Re: Why are byte ports "ports" as such?
Jonathan S. Shapiro 23 May 2006 18:43 UTC
On Tue, 2006-05-23 at 14:15 -0400, John Cowan wrote:
> Jonathan S. Shapiro scripsit:
> > Unfortunately it is quite wrong, which is something that the UNICODE
> > people go to great lengths to make clear (and, IMO, a serious failing of
> > UNICODE).
>
> It's not *wrong*. It's not a matter of the Right Thing and the Wrong Thing.
> For some purposes, code units (8 or 16 or 32 bits) are the Right Thing;
> for some purposes, codepoints are; for some purposes, higher-level units
> are. It's about appropriate choices.
I did not mean "wrong" in the sense of "immoral, unethical, or
fattening". I meant "wrong" in the sense of "incorrect or inaccurate".

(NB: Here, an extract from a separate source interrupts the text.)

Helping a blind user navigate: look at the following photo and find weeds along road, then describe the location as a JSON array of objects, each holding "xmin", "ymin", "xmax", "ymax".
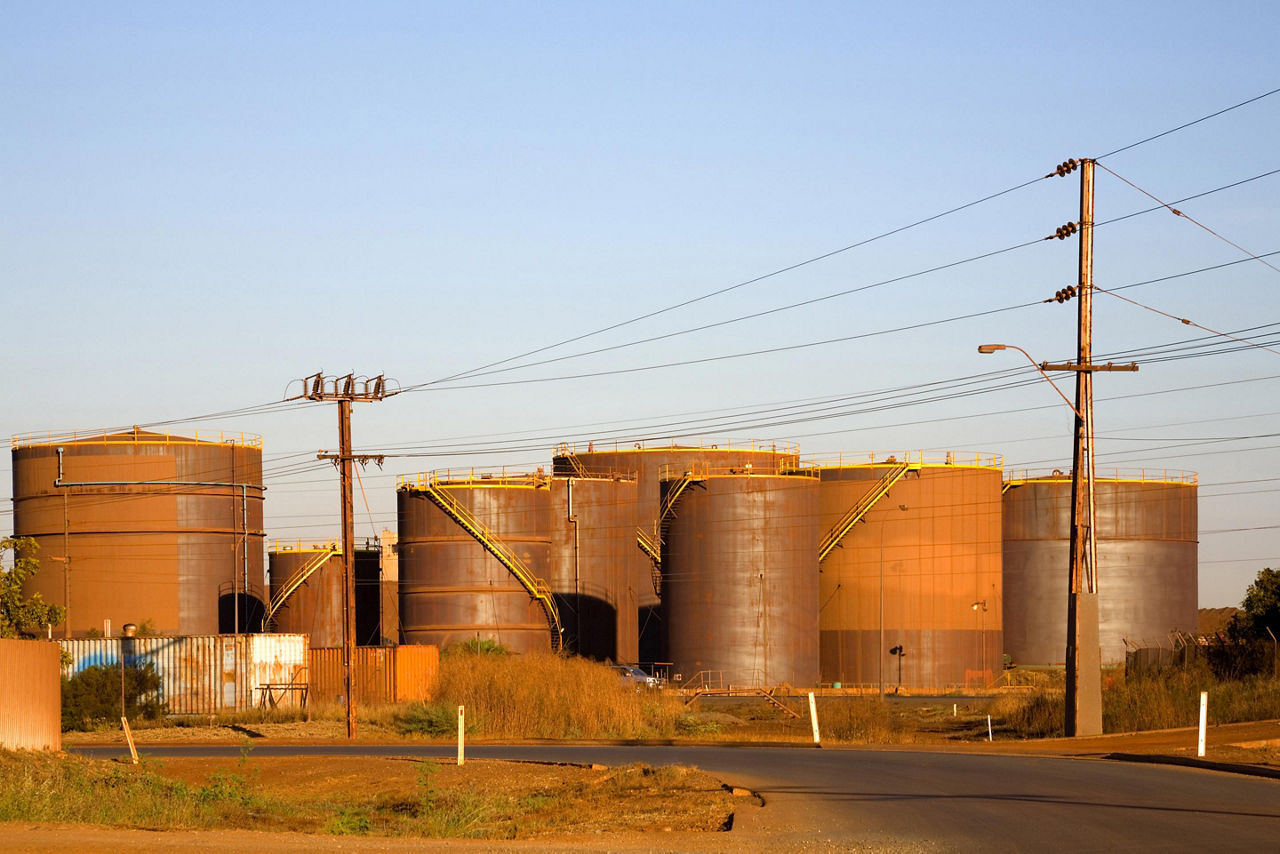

For better or worse, the real world has decided that characters are not
code points. Given that this is true, I am simply suggesting that it is
a mistake to mislabel them by making poor choices about the names of
standard procedures.
READ-CHAR must conceptually be built on top of READ-CODEPOINT, which in
turn must conceptually be built on top of READ-BYTE. From our experience
in BitC, it appears to be the case that READ-CODEPOINT is sufficient for
implementation of the compiler/interpreter, and READ-CHAR can therefore
be implemented as a library procedure.
> And if Unicode is complicated (and it is), it's because it's embedded in
> a complicated world.
Indeed.